Renjana
Aku berangkat ke kotamu pagi ini dengan kereta paling awal, diantar hawa dingin dan kabut bulan Maret yang menusuk tulang. Mungkin kau tak mengira bertahun-tahun setelah kita tak lagi menghabiskan waktu bersama aku selalu melakukan perbuatan tolol ini: mencarimu di kota yang tak lagi kau tinggali.
Ataukah kau sudah menduganya, dan membayangkan dari kejauhan seluruh ketololan yang kulakukan ini, menertawai masa lalumu bersama seorang lelaki yang tak pernah bisa lepas dari kenangan?
Menjelang berangkat aku bangun sebelum cahaya kemerahan merekah di timur. Kubuka jendela kamar agar angin pagi menyegarkan ruangan kamar dan menahan mataku dari serangan kantuk. Kegelapan yang perlahan menghilang di luar rumah sungguh menggetarkan. Aku seolah terkurung dua makhluk mengerikan, di depan dan di belakang. Telinga dan benakku masih memperdengarkan gemuruh teriakan-teriakan demonstrasi, rentetan tembakan dari senapan tentara, dan tubuh teman-temanku yang roboh oleh peluru karet atau peluru sungguhan. Mungkin aku masih mengalami halusinasi berkepanjangan akibat peristiwa tiga belas tahun lalu itu.
Untuk menutupi rasa pedih kehilanganmu dan teror masa lalu itu, kunyanyikan lagu masa kanak-kanakku, ”Di Timur Matahari”. Di sekolah dasar, aku sangat menyukai lagu itu. Lima belas tahun kemudian aku dan teman-temanku kembali menyanyikannya setiap kali kami berdemonstrasi di bawah ancaman moncong senjata. Ingatkah engkau kalau di masa-masa awal demonstrasi itu kita bertemu, saat orang-orang berseragam itu menghalau demonstran dan kau yang sedang dalam perjalanan pulang dari kampus hampir saja dipukul oleh mereka? Lengan kananku memar akibat menangkis pemukul mereka. Sedangkan kau, yang terus gemetar tanpa bisa mengeluarkan sepatah kata pun, membiarkan tubuhmu terseret tangan kiriku yang mencari jalan di tengah kekacauan itu. Tak kusangka kalau ternyata dirimulah orang yang gantian menyelamatkan aku ketika kaki tangan penguasa tua itu hendak menghabisiku lewat daftar mahasiswa yang harus diamankan begitu demonstrasi tak bisa lagi dikendalikan oleh ancaman senapan.

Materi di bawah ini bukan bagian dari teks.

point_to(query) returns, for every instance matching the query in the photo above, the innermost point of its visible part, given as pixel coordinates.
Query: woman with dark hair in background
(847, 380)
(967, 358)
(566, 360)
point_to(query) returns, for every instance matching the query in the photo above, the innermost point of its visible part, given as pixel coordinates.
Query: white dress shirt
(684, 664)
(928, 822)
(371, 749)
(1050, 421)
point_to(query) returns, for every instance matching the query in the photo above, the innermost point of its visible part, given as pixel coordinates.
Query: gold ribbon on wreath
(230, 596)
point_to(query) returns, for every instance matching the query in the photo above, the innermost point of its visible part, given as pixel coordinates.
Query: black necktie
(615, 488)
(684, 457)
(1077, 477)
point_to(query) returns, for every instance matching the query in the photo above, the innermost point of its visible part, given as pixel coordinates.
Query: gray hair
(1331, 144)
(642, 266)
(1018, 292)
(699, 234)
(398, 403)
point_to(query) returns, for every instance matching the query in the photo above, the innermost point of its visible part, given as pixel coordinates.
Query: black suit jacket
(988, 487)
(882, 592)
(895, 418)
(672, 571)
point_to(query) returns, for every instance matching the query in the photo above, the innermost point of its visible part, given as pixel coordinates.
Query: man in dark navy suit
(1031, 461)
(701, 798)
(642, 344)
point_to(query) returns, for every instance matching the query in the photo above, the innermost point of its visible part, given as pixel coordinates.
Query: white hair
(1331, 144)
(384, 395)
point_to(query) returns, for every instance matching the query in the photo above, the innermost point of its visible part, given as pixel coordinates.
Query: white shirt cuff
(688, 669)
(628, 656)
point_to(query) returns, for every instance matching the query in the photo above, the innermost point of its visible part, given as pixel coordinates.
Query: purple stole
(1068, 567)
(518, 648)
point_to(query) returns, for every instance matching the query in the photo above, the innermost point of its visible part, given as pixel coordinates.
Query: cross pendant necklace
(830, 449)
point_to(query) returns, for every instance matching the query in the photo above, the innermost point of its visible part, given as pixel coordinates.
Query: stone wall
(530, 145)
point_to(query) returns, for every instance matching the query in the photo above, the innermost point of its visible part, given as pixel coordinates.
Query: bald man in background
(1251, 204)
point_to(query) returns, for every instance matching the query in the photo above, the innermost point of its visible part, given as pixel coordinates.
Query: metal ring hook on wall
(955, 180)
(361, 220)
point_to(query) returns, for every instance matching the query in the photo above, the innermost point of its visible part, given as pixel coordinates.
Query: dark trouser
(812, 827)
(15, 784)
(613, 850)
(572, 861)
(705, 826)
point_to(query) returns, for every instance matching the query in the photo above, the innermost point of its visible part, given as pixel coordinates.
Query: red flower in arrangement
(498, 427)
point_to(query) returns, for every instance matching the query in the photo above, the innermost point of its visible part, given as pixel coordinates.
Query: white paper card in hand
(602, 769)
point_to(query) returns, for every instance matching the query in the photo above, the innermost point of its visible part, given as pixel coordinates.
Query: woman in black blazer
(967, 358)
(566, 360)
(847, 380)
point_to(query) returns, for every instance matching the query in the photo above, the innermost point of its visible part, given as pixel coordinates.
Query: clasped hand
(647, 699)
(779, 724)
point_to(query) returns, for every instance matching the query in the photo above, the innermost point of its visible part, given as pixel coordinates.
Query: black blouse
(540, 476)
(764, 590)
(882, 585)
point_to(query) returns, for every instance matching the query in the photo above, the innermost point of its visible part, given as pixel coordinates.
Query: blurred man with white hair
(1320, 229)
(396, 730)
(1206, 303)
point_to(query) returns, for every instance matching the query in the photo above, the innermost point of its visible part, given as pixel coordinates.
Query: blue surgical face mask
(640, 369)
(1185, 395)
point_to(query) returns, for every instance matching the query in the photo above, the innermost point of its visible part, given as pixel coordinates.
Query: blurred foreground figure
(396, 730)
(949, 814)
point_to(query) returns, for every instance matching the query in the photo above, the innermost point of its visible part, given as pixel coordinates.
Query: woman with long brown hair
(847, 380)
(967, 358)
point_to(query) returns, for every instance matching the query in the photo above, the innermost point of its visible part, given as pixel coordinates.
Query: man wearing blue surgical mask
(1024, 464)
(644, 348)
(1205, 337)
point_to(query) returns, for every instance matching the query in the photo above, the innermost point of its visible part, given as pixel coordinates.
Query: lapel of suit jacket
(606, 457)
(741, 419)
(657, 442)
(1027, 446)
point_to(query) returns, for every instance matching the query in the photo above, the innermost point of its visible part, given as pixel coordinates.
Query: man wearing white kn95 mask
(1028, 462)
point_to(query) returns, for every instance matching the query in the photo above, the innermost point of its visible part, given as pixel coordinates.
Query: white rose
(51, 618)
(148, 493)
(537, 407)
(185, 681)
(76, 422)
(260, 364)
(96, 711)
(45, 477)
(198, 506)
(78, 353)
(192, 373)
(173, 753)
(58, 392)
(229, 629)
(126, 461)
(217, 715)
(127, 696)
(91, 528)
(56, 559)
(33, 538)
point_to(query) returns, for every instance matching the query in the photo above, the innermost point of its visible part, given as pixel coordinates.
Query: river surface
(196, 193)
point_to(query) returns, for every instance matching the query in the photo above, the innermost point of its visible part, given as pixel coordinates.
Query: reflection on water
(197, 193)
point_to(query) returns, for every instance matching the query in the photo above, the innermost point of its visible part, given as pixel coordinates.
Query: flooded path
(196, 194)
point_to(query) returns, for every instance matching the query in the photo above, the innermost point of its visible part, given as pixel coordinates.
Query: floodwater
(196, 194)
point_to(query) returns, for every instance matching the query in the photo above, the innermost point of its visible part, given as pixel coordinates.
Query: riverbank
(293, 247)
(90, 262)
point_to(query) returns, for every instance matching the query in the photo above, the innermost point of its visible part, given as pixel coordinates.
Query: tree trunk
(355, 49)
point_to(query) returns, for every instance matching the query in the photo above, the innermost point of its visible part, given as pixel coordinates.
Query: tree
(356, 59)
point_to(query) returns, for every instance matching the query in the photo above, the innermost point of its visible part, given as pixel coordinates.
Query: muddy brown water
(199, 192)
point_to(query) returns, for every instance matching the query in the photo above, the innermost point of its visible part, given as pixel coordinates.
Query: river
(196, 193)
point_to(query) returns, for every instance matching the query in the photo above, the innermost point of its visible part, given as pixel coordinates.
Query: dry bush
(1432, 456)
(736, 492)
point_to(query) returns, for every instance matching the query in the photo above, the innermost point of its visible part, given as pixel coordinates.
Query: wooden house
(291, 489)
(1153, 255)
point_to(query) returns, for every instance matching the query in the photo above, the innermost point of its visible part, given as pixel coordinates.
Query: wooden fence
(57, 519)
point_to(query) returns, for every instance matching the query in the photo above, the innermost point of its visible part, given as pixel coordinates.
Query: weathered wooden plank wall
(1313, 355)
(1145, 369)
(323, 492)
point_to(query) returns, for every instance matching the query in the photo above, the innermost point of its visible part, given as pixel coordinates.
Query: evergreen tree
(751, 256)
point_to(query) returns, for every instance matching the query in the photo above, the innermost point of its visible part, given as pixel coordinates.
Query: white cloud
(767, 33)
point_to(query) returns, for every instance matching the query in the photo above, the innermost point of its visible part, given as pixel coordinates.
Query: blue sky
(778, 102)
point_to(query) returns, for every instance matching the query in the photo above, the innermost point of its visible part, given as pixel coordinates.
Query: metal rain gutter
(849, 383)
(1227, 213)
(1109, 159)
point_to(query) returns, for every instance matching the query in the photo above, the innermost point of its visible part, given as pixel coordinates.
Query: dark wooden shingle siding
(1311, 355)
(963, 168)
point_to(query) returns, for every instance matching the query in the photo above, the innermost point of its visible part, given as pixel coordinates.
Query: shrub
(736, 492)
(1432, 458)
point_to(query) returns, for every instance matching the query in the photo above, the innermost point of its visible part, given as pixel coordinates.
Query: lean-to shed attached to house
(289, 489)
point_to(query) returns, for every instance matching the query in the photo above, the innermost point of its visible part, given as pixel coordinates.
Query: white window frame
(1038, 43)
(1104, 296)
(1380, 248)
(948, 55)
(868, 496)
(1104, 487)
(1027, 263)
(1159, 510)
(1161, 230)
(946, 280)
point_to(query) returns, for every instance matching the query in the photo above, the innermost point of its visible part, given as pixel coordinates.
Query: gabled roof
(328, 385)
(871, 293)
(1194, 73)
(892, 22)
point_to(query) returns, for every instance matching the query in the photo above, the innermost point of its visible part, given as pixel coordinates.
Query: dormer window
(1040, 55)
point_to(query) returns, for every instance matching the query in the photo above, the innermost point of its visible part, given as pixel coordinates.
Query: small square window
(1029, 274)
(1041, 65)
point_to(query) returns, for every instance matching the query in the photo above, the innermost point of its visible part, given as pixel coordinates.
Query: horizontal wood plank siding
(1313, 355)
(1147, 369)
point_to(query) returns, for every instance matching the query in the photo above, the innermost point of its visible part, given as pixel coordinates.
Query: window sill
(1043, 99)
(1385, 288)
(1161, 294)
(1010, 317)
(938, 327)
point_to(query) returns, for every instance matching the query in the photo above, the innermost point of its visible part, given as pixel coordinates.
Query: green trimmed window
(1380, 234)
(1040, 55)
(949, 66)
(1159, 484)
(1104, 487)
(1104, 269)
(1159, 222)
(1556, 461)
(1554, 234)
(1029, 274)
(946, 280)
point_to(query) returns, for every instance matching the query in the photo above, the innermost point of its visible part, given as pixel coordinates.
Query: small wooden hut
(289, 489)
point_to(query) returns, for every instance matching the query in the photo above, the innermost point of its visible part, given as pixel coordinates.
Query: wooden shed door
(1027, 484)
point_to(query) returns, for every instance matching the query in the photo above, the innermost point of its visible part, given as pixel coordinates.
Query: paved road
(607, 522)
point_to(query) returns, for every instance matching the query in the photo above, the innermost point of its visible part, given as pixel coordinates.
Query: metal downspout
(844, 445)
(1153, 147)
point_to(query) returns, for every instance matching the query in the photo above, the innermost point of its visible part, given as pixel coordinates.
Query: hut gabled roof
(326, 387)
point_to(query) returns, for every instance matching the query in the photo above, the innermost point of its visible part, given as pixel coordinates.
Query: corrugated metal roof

Kau akan bangkit dari ilusimu, Sayangku. Semuanya telah selesai. Tak ada lagi orang yang akan menculikmu. Aku ingin kembali mendengarmu bercerita tentang film-film yang kau tonton atau melihatmu berlatih menulis skenario film. Paling tidak kita bisa menyusuri pantai di sore hari sampai lewat senja. Bukankah di pantai itu kau sering berkata bahwa esok, begitu matahari terbit, kau akan berjalan ke timur menyambut matahari baru?
***
Gerbong kereta ini memang membawaku ke arah timur, namun bukan menyongsong matahari. Ia menyongsong kotamu–ataukah menyongsong masa laluku? Di kereta aku benar-benar merasa menjadi orang lain. Sebagian di antara mereka adalah para pekerja kantor dan mahasiswa; hanya satu-dua yang berpakaian lusuh. Sementara aku, dengan celana jeans dan berkaus, memeluk tas ransel, tenggelam dalam pemandangan sawah di sebelah kiriku, deretan rumah-rumah penduduk yang berlarian ke belakang, gunung yang tak pernah bergeser dari tempatnya, dan kabut misterius yang menyelimutinya.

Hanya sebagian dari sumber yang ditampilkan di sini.